Rent expense for the fiscal years ended October 31, 2012 and 2011, was approximately $305,000 and $307,000, respectively.

Litigation Matters

On January 28, 2013, we filed a lawsuit in the United States Federal District Court for the Northern District of California against AUO and E Ink in connection with the AUO License Agreements, alleging breach of contract and other charges, and are seeking compensatory, punitive, and treble damages.   In addition to numerous material breaches by AUO of the AUO License Agreements , the Complaint alleges that AUO and E Ink conspired to obtain rights to CopyTele’sePaper® Electrophoretic Display technology, and CopyTele’s Nano Field Emission Display technology.  CopyTele alleges that such activities violated several State and Federal anti-trust and unfair competition statutes for which punitive and/or treble damages are applicable.  We can give no assurance as to the potential outcome of this litigation.

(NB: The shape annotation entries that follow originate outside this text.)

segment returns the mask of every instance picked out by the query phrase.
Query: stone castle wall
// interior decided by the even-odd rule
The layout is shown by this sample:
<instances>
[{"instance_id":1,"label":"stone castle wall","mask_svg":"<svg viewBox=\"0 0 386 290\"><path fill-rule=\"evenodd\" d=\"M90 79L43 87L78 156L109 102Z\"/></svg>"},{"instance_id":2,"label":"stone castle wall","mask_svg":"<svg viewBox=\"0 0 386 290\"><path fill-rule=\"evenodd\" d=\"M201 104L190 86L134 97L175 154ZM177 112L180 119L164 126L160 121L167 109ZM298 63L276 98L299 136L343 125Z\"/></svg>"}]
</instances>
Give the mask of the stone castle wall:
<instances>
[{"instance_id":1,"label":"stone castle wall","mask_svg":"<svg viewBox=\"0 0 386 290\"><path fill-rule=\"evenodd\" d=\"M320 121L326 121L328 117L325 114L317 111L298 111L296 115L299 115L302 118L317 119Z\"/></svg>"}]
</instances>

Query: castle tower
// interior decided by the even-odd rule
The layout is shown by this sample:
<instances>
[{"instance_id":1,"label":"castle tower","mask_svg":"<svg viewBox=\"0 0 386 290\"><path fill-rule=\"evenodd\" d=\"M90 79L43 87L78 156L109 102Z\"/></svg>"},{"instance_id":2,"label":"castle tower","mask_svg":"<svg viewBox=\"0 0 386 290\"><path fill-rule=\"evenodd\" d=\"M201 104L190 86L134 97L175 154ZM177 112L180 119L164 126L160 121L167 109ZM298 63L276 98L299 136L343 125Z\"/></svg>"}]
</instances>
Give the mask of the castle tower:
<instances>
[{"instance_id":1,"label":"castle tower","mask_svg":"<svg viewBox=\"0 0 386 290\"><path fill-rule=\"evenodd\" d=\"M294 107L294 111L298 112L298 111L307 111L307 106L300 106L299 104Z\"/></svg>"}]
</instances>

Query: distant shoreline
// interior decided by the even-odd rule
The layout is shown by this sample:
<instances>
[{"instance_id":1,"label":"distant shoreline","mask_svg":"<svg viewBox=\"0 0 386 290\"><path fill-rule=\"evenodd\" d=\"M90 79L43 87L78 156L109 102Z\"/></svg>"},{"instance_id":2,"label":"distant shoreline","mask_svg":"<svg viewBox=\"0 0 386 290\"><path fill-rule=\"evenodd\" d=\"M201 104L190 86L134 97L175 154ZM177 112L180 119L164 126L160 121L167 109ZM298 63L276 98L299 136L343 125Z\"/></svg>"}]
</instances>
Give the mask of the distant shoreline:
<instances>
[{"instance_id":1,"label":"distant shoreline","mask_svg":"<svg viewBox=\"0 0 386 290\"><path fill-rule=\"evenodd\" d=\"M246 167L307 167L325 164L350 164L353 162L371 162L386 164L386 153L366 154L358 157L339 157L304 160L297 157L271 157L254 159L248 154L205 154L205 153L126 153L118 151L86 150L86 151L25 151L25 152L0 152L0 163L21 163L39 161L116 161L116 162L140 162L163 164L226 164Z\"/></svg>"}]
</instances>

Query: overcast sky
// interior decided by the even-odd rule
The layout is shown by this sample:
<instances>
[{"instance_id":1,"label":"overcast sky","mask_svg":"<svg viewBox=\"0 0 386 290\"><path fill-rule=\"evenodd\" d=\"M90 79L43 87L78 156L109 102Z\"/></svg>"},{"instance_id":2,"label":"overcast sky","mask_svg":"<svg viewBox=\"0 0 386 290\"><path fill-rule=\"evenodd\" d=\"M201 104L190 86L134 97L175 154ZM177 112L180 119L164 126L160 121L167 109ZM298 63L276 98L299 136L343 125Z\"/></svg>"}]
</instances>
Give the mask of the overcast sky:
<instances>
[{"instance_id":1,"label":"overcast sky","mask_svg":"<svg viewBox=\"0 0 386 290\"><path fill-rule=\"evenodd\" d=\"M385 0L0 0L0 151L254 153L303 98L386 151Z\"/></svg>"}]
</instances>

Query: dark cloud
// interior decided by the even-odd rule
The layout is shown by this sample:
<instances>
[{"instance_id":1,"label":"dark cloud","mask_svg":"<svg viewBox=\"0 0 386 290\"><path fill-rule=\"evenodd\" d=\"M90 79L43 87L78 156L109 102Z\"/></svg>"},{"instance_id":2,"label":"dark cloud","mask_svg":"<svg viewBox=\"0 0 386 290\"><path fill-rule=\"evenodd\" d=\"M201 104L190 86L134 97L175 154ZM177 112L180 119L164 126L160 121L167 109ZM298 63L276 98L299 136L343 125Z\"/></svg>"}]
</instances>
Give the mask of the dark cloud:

On January 28, 2013, CopyTele also initiated a patent infringement lawsuit in the Federal District Court for the Northern District of California against E Ink, regarding certain patents owned by CopyTele pertaining to CopyTele’s  ePaper® Electrophoretic Display technology.  CopyTele alleges that E Ink has infringed and continues to infringe such patents in connection with the manufacture, sale, use, and importation of eReaders, and other devices with electrophoretic displays. We can give no assurance as to the potential outcome of this litigation.

Commencing in the fourth quarter of fiscal year 2012 the primary operations of the Company involved patent licensing in connection with the unauthorized use of patented technologies and patent enforcement.   In connection with any of our patent enforcement actions, it is possible that a defendant may request and/or a court may rule that we have violated statutory authority, regulatory authority, federal rules, local court rules, or governing standards relating to the substantive or procedural aspects of such enforcement actions.  In such event, a court may issue monetary sanctions against us or award attorney's fees and/or expenses to a defendant(s), which could be material.

Other than the foregoing, we are not a party to any material pending legal proceedings.  We are party to claims and complaints that arise in the ordinary course of business.  We believe that any liability that may ultimately result from the resolution of these matters will not, individually or in the aggregate, have a material adverse effect on our financial position or results of operations.